Total RNA was extracted from strain MA5 using the RNAprep pure Cell/Bacteria Kit according to the instructions (Tiangen, China). RNA integrity and concentrations were detected by agarose gel electrophoresis (1% w/v) and an Agilent 2100 BioAnalyzer. Transcriptomic libraries were constructed according to the manufacturer’s instructions, and 2 × 150-bp paired-end sequencing was performed on an Illumina platform at Beijing Novogene Bioinformatics Technology Co., Ltd. The filtered reads were mapped to the annotated genome of strain MA5 using Bowtie2 (Langmead and Salzberg 2012). BAM files were then converted from alignment files using SAMtools v1.3.1 (Li and Durbin 2009).

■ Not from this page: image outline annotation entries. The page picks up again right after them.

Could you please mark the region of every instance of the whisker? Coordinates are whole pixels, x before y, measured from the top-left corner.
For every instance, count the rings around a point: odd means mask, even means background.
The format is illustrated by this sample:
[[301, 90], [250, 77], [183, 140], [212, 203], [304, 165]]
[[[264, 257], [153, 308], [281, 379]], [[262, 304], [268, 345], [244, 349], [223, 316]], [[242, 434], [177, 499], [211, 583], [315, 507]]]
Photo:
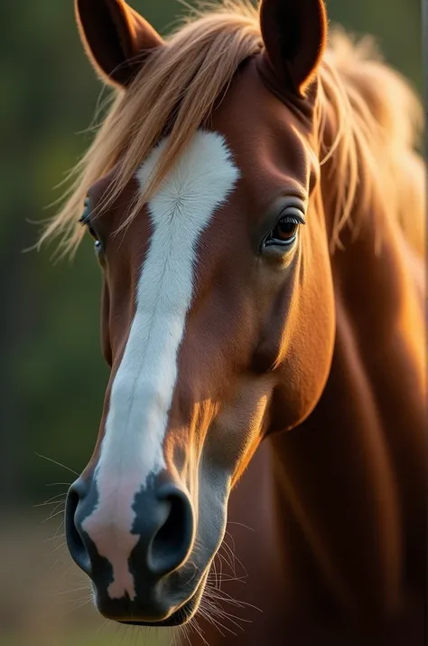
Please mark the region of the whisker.
[[70, 469], [70, 467], [66, 467], [65, 464], [61, 464], [60, 462], [58, 462], [56, 460], [52, 460], [51, 458], [48, 458], [46, 455], [42, 455], [41, 453], [36, 453], [38, 458], [42, 458], [42, 460], [47, 460], [48, 462], [52, 462], [53, 464], [56, 464], [58, 467], [62, 467], [62, 469], [66, 469], [68, 471], [70, 471], [70, 473], [74, 473], [75, 476], [78, 478], [79, 477], [79, 474], [74, 470], [74, 469]]

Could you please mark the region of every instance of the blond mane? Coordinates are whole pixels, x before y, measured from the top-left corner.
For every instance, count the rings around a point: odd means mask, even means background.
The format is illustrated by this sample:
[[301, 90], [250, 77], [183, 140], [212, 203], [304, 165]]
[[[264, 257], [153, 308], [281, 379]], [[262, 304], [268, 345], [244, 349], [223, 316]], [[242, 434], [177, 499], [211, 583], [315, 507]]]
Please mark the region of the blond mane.
[[[209, 119], [239, 65], [263, 49], [258, 11], [249, 0], [208, 4], [184, 21], [153, 53], [130, 88], [114, 90], [113, 103], [94, 141], [71, 172], [62, 210], [40, 243], [60, 236], [59, 250], [72, 252], [83, 229], [78, 221], [91, 185], [116, 165], [115, 181], [99, 205], [107, 208], [165, 133], [165, 150], [147, 190], [136, 195], [121, 228], [138, 214], [195, 131]], [[322, 62], [318, 132], [338, 187], [332, 248], [376, 196], [395, 214], [412, 244], [423, 247], [424, 166], [414, 152], [423, 110], [407, 82], [381, 62], [367, 39], [352, 43], [341, 31], [330, 34]], [[327, 132], [334, 131], [334, 137]], [[118, 163], [120, 161], [120, 163]], [[361, 169], [364, 169], [364, 173]], [[348, 178], [345, 183], [343, 178]]]

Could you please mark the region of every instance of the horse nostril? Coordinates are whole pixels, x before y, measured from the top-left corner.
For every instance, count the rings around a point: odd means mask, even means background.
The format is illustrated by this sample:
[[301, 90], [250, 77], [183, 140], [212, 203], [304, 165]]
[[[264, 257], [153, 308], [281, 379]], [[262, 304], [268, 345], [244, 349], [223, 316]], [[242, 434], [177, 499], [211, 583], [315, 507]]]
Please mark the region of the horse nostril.
[[193, 511], [187, 495], [174, 485], [164, 485], [157, 498], [170, 506], [149, 551], [151, 569], [162, 575], [180, 567], [186, 559], [193, 541]]
[[67, 496], [65, 509], [65, 536], [67, 546], [73, 561], [87, 575], [90, 573], [90, 559], [82, 537], [76, 525], [76, 511], [80, 501], [79, 485], [73, 484]]

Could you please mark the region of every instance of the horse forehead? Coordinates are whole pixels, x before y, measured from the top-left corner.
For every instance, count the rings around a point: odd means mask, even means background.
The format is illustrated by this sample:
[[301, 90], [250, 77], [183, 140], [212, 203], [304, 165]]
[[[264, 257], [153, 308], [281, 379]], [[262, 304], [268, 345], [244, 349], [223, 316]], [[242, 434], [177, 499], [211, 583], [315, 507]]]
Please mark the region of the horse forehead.
[[312, 124], [266, 87], [256, 59], [236, 74], [210, 123], [225, 137], [243, 175], [251, 181], [256, 176], [263, 184], [280, 167], [304, 184]]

Read counts per gene were collected using HTSeq v0.6.1 (Anders et al. 2015), followed by exploration of the differential expression across pairwise comparisons of the three conditions using DESeq v1.26.0 (Anders and Huber 2010). KEGG enrichment analysis of differentially expressed genes (p value < 0.05) was performed in ClusterProfiler software (Morin et al. 2018), and a heatmap was drawn using TBtools (Chen et al. 2020).

Gene expression level detection by real-time polymerase chain reaction (PCR)

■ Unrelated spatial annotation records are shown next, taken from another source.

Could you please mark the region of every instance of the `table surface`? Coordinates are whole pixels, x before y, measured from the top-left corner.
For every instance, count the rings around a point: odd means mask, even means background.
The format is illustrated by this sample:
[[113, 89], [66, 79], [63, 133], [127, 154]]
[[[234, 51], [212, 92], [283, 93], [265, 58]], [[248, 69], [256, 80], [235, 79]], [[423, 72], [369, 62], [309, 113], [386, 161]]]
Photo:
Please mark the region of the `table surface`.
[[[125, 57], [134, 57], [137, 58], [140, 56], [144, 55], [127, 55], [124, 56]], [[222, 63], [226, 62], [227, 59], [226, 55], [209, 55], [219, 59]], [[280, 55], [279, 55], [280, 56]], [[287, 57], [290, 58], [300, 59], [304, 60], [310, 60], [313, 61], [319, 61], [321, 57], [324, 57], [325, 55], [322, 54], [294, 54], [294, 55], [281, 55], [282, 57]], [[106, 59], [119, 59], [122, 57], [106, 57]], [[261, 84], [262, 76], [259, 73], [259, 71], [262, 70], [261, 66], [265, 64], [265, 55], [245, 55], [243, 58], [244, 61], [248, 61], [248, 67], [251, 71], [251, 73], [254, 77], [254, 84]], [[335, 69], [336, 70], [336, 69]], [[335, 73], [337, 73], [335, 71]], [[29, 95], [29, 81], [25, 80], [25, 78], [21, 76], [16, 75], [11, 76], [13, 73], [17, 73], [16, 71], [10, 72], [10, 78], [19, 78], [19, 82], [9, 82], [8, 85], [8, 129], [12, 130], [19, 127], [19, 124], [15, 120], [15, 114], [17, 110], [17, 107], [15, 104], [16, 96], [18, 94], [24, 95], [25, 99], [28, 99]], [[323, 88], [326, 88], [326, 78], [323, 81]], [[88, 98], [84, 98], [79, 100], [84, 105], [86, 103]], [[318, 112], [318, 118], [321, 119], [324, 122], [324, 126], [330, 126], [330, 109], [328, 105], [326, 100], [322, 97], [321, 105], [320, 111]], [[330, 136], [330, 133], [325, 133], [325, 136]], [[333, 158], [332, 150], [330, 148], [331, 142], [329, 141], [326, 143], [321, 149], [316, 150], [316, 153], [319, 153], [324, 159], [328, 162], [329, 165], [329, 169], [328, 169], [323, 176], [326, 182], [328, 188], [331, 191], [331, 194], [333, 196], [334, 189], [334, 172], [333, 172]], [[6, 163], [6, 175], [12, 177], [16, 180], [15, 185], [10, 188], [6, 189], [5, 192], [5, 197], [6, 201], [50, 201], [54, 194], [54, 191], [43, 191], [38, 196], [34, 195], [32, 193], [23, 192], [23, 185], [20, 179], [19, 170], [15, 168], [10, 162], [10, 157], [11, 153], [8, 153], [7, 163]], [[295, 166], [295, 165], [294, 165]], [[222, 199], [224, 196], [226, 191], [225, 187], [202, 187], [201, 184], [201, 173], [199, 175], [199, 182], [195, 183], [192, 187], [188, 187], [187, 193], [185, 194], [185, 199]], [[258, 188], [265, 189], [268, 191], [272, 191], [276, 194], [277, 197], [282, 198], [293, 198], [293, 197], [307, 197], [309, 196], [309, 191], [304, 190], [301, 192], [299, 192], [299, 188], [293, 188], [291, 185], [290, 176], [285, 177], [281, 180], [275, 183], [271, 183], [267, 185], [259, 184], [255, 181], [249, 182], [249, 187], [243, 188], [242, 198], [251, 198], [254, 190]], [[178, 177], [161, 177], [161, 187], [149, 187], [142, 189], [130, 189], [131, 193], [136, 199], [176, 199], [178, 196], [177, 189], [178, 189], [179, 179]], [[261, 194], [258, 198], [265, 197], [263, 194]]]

Total RNA was isolated as described above and converted to cDNA using a FastKing RT Kit (Tiangen, China). The expression of target genes was analyzed by real-time PCR with dnaN as the reference gene, and the PCR procedure was set according to the instructions of the PowerUp SYBR Green Master Mix Kit (Thermo, USA). The primers used in this study are listed in Additional file 1: Table S1.

Results

Physiological parameter detection of P. communis MA5

To investigate the characteristics of formic acid metabolism and protein synthesis of strain MA5 in sodium formate stress or different nitrogen sources (organic or inorganic nitrogen), formic acid consumption, biomass and protein content were monitored under selected culture conditions. Compared to the standard culture condition (A: normal sodium formate concentration and organic nitrogen), formic acid consumption and protein content were decreased significantly by 67% and 31.8% in the sodium formate stress treatment (B: sodium formate stress and organic nitrogen), while a 62.5% decrease in growth rate and a 20.4% increase in protein content were observed under the culture conditions with ammonium sulfate instead of yeast extract (C: normal sodium formate concentration and inorganic nitrogen) (Table 1).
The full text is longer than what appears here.